Effective for claims with dates of service on or after February 10, 2022, CMS determined that the evidence was sufficient to cover - under Medicare Part B - a lung cancer screening counseling and shared decision-making visit for appropriate beneficiaries, and an annual screening for lung cancer with LDCT for those individuals if all of the following eligibility criteria were met:

• Age 50 – 77 years;

• Asymptomatic (no signs or symptoms of lung cancer);

• Tobacco smoking history of at least 20 pack-years (one pack-year = smoking one pack per day for one year; 1 pack =20 cigarettes);

• Current smoker or one who has quit smoking within the last 15 years; and,

• An order for the initial lung cancer screening with LDCT (no additional order required for the annual screening). 

Before the beneficiary’s first lung cancer LDCT screening, the beneficiary must receive counseling and a shared decision-making visit. The lung cancer screening with LDCT is furnished in a radiology imaging facility that utilizes a standardized lung nodule identification, classification, and reporting system. Reading sites can be a hospital, a physician office or an independent diagnostic testing facility (IDTF).

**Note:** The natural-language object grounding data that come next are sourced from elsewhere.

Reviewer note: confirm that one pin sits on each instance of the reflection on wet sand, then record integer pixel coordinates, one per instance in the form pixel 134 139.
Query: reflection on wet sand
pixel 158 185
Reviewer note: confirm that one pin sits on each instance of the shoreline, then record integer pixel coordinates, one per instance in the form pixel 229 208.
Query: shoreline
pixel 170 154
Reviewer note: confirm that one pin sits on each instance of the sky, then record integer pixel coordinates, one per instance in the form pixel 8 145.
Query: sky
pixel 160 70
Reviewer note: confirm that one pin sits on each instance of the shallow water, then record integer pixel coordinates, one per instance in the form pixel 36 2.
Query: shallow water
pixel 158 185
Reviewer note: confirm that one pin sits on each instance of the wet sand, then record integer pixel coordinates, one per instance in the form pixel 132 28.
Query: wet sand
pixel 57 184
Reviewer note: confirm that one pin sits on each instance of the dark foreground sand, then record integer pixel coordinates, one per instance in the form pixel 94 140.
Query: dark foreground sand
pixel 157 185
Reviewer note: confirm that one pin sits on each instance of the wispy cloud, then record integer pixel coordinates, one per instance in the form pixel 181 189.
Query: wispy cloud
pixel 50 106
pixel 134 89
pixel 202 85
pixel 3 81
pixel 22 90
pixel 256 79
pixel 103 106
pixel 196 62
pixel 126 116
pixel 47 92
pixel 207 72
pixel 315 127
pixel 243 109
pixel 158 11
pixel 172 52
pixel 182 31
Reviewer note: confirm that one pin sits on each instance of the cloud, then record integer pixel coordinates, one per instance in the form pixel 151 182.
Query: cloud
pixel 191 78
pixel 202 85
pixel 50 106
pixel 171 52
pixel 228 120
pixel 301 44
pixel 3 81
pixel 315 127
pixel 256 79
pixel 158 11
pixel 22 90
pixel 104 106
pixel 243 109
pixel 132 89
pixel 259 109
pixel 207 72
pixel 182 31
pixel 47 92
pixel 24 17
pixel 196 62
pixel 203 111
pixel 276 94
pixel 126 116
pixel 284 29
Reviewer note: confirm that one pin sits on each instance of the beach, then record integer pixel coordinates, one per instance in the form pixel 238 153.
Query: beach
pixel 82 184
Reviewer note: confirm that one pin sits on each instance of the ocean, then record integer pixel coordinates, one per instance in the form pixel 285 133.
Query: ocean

Lung cancer ranks as the leading cause of death from cancer, due in large part because most diagnoses occur when the patient is in a late stage of the disease. With the right therapy, five year survival in lung cancer patients can exceed 80% for stage one lung cancer, compared with less than 10% for those patients treated when their cancer is in stage four. Lung cancer screening using LDCT is effective in detecting early-stage lung cancer, but much needs to be done to get vulnerable patients tested. Fewer than 5% of eligible individuals currently utilize lung cancer screenings.

We have to be encouraged that CMS is taking steps to facilitate the success of this program. But the ultimate determination of success will be whether lung cancer is detected at a much earlier stage of the disease among the affected population 

The only recommended screening test for lung cancer is LDCT. It’s a unique CT scan technique that combines special x-ray equipment with sophisticated computers to produce multiple, cross- sectional images or pictures of the inside of the body.